Medo. Foi o que "António", nome fictício, confessou ter sentido quando soube que ao fim de 25 anos pode vir a ter de trabalhar na rua outra vez. Integra o grupo dos cerca de 4800 agentes que prestam serviços de apoio na GNR e PSP e que, com a reestrutração das polícias, o Governo pretende que voltem a ser operacionais .
Com 25 anos de serviço na GNR, e 51 de vida, aquele soldado há mais de 20 que não sente o peso da sua arma. E já nem sabe onde guardou o bastão, confessa ao DN. "A minha acção, pela lei e pela grei, tem sido no serviço de intendência, a contar e a distribuir fardas", diz, admitindo sentir-se "em pânico". "Se for obrigado a fazer patrulha encosto-me a qualquer lado. Só me faltam dois anos para a reforma." "António" não tem vergonha de reconhecer que não se sente "minimamente preparado" para voltar a enfrentar o crime.

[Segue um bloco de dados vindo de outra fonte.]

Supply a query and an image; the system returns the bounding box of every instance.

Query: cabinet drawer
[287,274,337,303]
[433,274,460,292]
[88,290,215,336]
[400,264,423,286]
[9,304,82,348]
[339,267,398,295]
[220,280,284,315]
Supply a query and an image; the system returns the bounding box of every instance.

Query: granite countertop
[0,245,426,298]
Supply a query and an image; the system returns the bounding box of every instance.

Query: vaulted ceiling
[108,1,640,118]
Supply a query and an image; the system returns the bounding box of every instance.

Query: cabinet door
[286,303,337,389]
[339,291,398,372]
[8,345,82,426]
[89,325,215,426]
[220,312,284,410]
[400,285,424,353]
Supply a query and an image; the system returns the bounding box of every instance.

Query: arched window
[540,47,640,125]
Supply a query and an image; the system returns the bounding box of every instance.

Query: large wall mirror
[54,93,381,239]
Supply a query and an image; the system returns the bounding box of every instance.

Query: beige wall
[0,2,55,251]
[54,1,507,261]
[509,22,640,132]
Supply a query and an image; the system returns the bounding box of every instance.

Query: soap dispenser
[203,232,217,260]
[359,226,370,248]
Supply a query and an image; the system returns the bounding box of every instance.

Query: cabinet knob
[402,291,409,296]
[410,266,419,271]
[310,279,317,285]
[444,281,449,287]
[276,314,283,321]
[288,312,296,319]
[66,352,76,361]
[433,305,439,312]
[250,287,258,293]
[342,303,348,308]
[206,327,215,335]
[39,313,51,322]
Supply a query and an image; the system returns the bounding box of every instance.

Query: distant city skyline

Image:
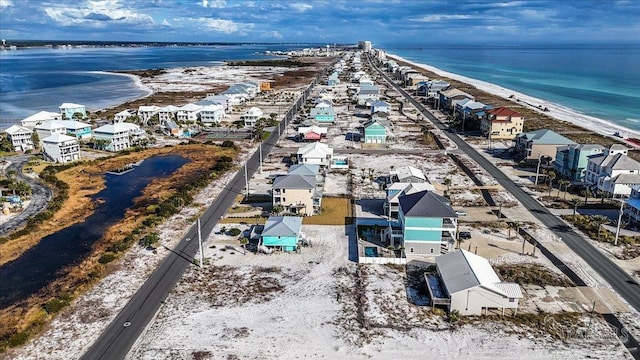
[0,0,638,46]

Os sindicatos do sector, contactados pelo DN, garantem que o "medo" deste soldado é partilhado pelos cerca de mil agentes da PSP e da GNR que trabalham em bares e cozinhas. Assim como pelos 250 que se dedicam à manutenção de instalações. Ou pelos 30 que só cortam cabelos, e ainda pelos 23 que só consertam calçado. "Muito entraram por cunha, outros porque na ficha de inscrição, antes do curso, se apresentaram como aprendizes de uma qualquer profissão na vida civil", conta "António".

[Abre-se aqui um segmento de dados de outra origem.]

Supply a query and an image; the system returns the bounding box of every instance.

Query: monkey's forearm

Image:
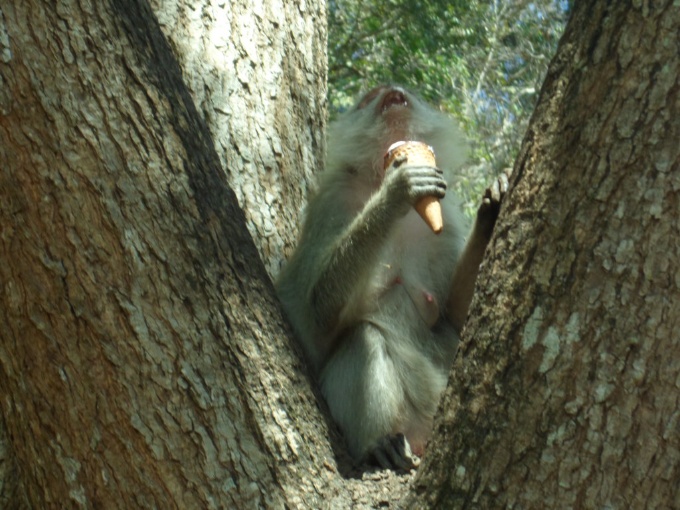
[310,192,401,332]
[447,173,506,331]
[447,219,491,332]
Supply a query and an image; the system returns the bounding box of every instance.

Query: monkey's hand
[476,172,509,239]
[369,433,421,471]
[383,161,447,217]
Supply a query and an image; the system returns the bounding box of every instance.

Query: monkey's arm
[447,174,507,331]
[311,164,447,334]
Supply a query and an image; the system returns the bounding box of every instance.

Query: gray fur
[277,87,477,468]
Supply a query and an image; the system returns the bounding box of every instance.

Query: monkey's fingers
[407,169,447,199]
[486,172,509,204]
[409,172,445,234]
[385,141,444,234]
[499,171,509,195]
[477,173,509,237]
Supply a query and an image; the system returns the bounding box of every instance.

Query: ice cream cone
[384,141,443,234]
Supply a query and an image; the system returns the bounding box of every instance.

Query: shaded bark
[410,1,680,508]
[0,1,335,507]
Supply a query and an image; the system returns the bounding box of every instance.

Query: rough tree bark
[147,0,327,277]
[0,1,340,507]
[2,0,678,509]
[409,1,680,508]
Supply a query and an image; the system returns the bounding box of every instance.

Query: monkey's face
[326,86,417,180]
[327,85,464,183]
[354,86,413,141]
[355,86,409,112]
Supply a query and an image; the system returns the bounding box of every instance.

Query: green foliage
[328,0,570,214]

No total, juntando os que exercem funções administrativas, são cerca de nove mil os agentes da PSP e da GNR (aproximadamente 20% do efectivo) que nunca saem à rua para exercer funções operacionais, segundo um estudo da empresa de auditoria Accenture para o Ministério da Administração Interna (MAI). Em remunerações, o custo daqueles nove mil efectivos ronda os 176 milhões de euros/ano - o Estado gastou cerca de 40 milhões na sua formação como polícias.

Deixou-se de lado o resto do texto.